3. You should have access to Bedrock models. 

For the third pre-requisite, if you don't know how to get access to Bedrock models, follow the steps below. If you already have access to Bedrock models, ignore this step. **Requesting model access in Amazon Bedrock does not cost anything.**
 - Log in to your AWS account. 
 - Once on the AWS homepage, search for Amazon Bedrock on the search bar on top of the page. 
 
 ![image-2.png](attachment:image-2.png)
 
 - Then, navigate to `Model Access` page. 
 
 ![image.png](attachment:image.png)


 - Click `Manage model access`. 
 
 ![image-3.png](attachment:image-3.png)


 - Select all of the models, the scroll down to the bottom of the page and click `Request Model Access`. 
 
 ![image-4.png](attachment:image-4.png) 
 
 ![image-5.png](attachment:image-5.png)

It will take a few minutes for the access to be granted. Once you have access to the models, you can proceed to the next step. 

## 2. Deployment 

We are going to deploy the chatbot using Cloud9 environment. The reason we are using Cloud9 evironment for deployment is because based on my personal experience, deploying it from your local machine's terminal or GitHub codespace terminal is prone to error and failed deployments. In some instances, the computer might run out of memory in the process of deployment or authentication issues might arise. The deployment in Cloud9 environment is moderately faster as well.

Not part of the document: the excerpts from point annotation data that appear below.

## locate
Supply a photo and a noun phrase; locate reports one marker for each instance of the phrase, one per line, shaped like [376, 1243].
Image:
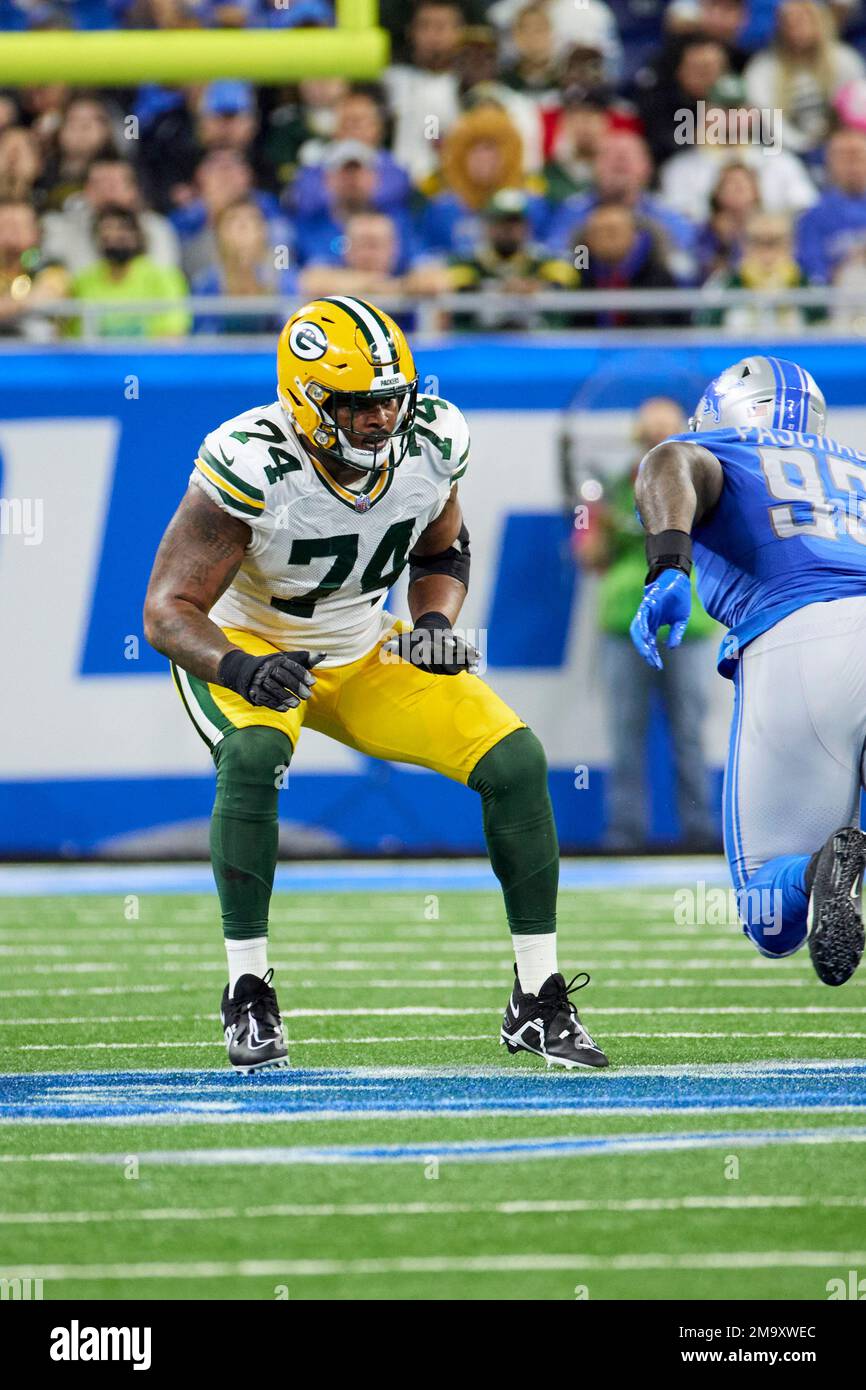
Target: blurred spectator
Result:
[43, 110]
[10, 111]
[245, 264]
[423, 92]
[620, 252]
[221, 178]
[613, 548]
[768, 264]
[21, 166]
[851, 278]
[622, 174]
[720, 20]
[508, 260]
[27, 278]
[223, 116]
[836, 227]
[359, 118]
[305, 113]
[583, 123]
[534, 67]
[125, 273]
[480, 84]
[801, 74]
[483, 153]
[590, 24]
[68, 236]
[698, 66]
[736, 196]
[350, 181]
[228, 118]
[369, 267]
[638, 25]
[687, 180]
[85, 135]
[63, 14]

To proceed to the deployment, follow these steps:

1. open Cloud9 Service and click `Create Environment`

![image.png](attachment:image.png)

2. For clarity, name it `AWS GenAI Chatbot`

3. On 'New EC2 Instance' box, select `m5.large (8 GiB RAM + 2vCPU)` instance type.

4. For Platform, use `Ubuntu Server 22.04 LTS`. 

5. Scroll down and click `Create`.

Once created, you will see the enviroment named `AWS GenAI Chatbot`. Under Cloud9 IDE, click the link to take you to the environment and command shell. 

When you are in the command shell, follow the steps below:

1. Clone the Repository: Use the command `git clone https://github.com/aws-samples/aws-genai-llm-chatbot`.

2. Navigate to the repository with `cd aws-genai-llm-chatbot`.

3. Increase EBS Volume: Increase the instance's EBS volume to at least 100GB. This step is necessary since we are using Cloud9. Use the script 
`./scripts/cloud9-resize.sh`. You will be requested for two inputs. For the first input, enter `1`, and for the second input, enter `100`. 

4. Run `npm install && npm run build`. 

5. Enter `npm run create` and follow this structure. 

- Prefix to differentiate this deployment > `Press enter`
- Do you have access to Bedrock and want to enable it (Y/n)? > `y`
- Region where Bedrock is available > `us-east-1`
- Bedrock endpoint - leave as is for standard endpoint > `Press enter`
- Cross account role arn to invoke Bedrock - leave empty if Bedrock is in same account > `Press enter`
- Which Sagemaker LLMs do you want to enable (enter for none, space to select) > `Press enter`
- Do you want to enable RAG (Y/n) > `Y`
    - When asked for selecting a RAG engine, select `OpenSearch` by navigating to it, pressing `Space` and then pressing `Enter`. 

Once you followed the steps above, run this command:

`cdk bootstrap`

Now you can deploy the stack. If you follow every step as instructed, the deployment will take 30-40 minutes. Make sure you constantly monitor the terminal to make sure the deployment is having progress.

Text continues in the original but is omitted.